在Python中使用Numba对交易策略进行快速测试

MetaTrader 5 — 测试者 | 11 八月 2025, 08:54

158

Maxim Dmitrievsky

为何一个快速的定制化策略回测器至关重要

在开发基于机器学习的交易算法时，能够正确且快速地评估其在历史数据上的交易结果，这一点非常重要。如果我们只是在少数情况下使用回测器，例如在大型时间周期上或历史数据深度较小的情况下，那么 Python 回测器是完全适用的。然而，如果任务涉及多次测试和高频策略，那么像 Python 这样的解释型语言可能就太慢了。

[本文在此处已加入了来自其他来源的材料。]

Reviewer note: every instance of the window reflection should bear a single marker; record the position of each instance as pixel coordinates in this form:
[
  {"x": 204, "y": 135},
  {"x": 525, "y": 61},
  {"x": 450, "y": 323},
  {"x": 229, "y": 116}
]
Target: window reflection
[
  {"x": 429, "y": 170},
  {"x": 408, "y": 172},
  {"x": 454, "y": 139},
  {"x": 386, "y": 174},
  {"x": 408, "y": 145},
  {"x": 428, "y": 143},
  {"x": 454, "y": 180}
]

假设我们对某些脚本的执行速度不满意，但又不想放弃我们熟悉的 Python 开发环境。这时，Numba 就派上了用场，它能将原生 Python 代码即时转换并编译成快速的机器码。这种代码的执行速度，其速度便可以与 C 语言和 FORTRAN 等编程语言的代码执行速度相媲美。

Numba 库简介

Numba是一个为 Python 编程语言设计的库，它通过使用 JIT（即时）编译将函数在字节码级别编译成机器码，旨在加速代码执行。这项技术可以显著提升计算性能，尤其是在那些频繁使用循环和复杂数学运算的科学计算应用中。该库支持 NumPy 数组的操作，并且还允许高效地进行并行计算和 GPU 计算。

使用 Numba 最常见的方式是将其一系列的装饰器应用于 Python 函数，以此告知 Numba 需要编译这些函数。当一个被 Numba 装饰的函数被调用时，它会被即时编译成机器码，从而使得全部或部分代码能够以原生机器码的速度运行。

目前支持以下架构：

操作系统：Windows (64 位)、OSX、Linux (64 位)。
架构：x86, x86_64, ppc64le, armv8l (aarch64), M1/Arm64。
GPU：Nvidia CUDA。
CPython
NumPy 1.22 - 1.26

值得注意的是，Numba 库不支持 Pandas 包，因此对 DataFrame 的操作将以常规速度（即未加速的速度）执行。

处理文章中的代码

为了让所有代码能立即正常运行，请采取以下预备步骤：

安装所有需要的库；

pip install numpy
pyp install pandas
pip install catboost
pip install scikit-learn
pip install scipy

下载 EURGBP_H1.csv 数据文件并将其放置在 Files 文件夹中；
下载所有 Python 脚本并将它们放在同一个文件夹中；
编辑 Tester_ML.py 的第一行代码，使其如下所示：from tester_lib import test_model；
在 Tester_ML.py 脚本中指定文件路径；
p = pd.read_csv('C:/Program Files/MetaTrader 5/MQL5/Files/'EURGBP_H1'.csv', sep='\s+').

如何使用 Numba 包？

总的来说，使用 Numba 包可以归结为安装它

pip install numba
conda install numba

并在我们想要加速的函数前应用装饰器，例如：

@jit(nopython=True)
def process_data(*args):
        ...

该装饰器有两种不同的调用方式。

nopython 模式
object 模式

第一种方式是编译被装饰的函数，使其运行时完全不涉及 Python 解释器。这是最快的方法，推荐使用。然而，Numba 有其局限性，例如它只能编译 Python 的内置操作和 Numpy 数组操作。如果一个函数包含了来自其他库（如 Pandas）的对象，Numba 将无法编译它，代码将由解释器执行。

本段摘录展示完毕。